Babbage was not discouraged and he went and designed Difference Engine 2. This one was smaller and had less moving parts, but the British Government had no interest in funding the project and he could not get funding from any other source. After his death, Babbage’s son gave the plans for this engine to the London Science Museum. In 1989 (about 150 years after its design), the London Science Museum decided to try to build Difference Engine 2. They used Babbage’s plans and 19th Century manufacturing precision. Where Babbage’s plans were incomplete, the builders used other functionality that Babbage had designed. In the end, it was all Babbage’s design. It was tested at the London Science Museum and returned the answer for a polynomial to 31 digits correctly!

It turns out that there are two Difference Engine 2 in existence. The London Science Museum ran out of money before it could finish the original piece; they had built the engine but did not have the funding to build the printing component (on the left in my photos) of the engine. They approached Nathan Myhrvold for funding. He provided the funding with the stipulation that they build him a replica of their engine.

Myhrvold agreed to display the difference engine in the Computer History Museum in Mountain View California for a year after taking delivery. It actually has been there longer than that because Mr. Myhrvold needs to fortify his living room floor before he can move the engine there.

So, during spring break my husband and I visited the Computer History Museum and Babbage’s Difference Engine No. 2. This is like visiting history that even the people involved never saw. It was a great experience.

I must tell you that it is a beautiful machine! The bronze set off from the black frame is just lovely. But all of that paled next to the idea that this piece of equipment was designed almost 200 years ago. It was like going back into history and seeing what inventors were doing. One can almost imagine James West and Artemus Gordon using this engine on the Wild Wild West (this was a television show that had detectives using fanciful inventions of modern conveniences as they might have looked in the Victorian Era).

We were lucky enough to be at the museum when they were demonstrating this engine. Someone literally cranked the numbers! Remember, Babbage didn’t have electricity. So, he had to control for sloppy cranking too. One put weights on the structure to control the polynomial that you wanted and cranked away. In the front you saw the gears moving around. But in the back you saw levers and switches that controlled all of the carrying that was necessary for the computations. It was captivating. At the end, the printer gave us the value of the polynomial and was ready to start again. If we wanted, it would also prepare a mold for a copper plate so the values could go right from the computer to the printing press. Just imagine!

To me, the experience was a lot like finding a long lost Renoir or Monet painting that no one knew about and having the privilege of being one of the few people who could enjoy the experience. It was like being a little kid again and being amazed. Yes, I know that makes me a geek.

But, go ahead and look at the machine.

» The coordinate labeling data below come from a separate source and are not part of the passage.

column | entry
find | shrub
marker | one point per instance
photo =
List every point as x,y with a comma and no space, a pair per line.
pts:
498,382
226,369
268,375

I have posted some photos in an earlier blog, “wordless Wednesday” and watch this thing work. Direct your browser to the Computer History Museum and watch the engine work. You too may be captivated. For more information about the history, there is a YouTube video. See the process of unpacking the machine when it arrived in Mountain View. Also watch the program from the opening of the Babbage Engine exhibit at the Computer History Museum.

Yes, it is history. Why is history important? For two reasons. First, it is important to see how far we have come in computing in order to project where we might go. Second, it is important to “get into the head” of great inventors to help ourselves learn to invent better so that we can solve the many problems of the 21st Century. In this case, the history is also beautiful and mesmorizing. Check it out!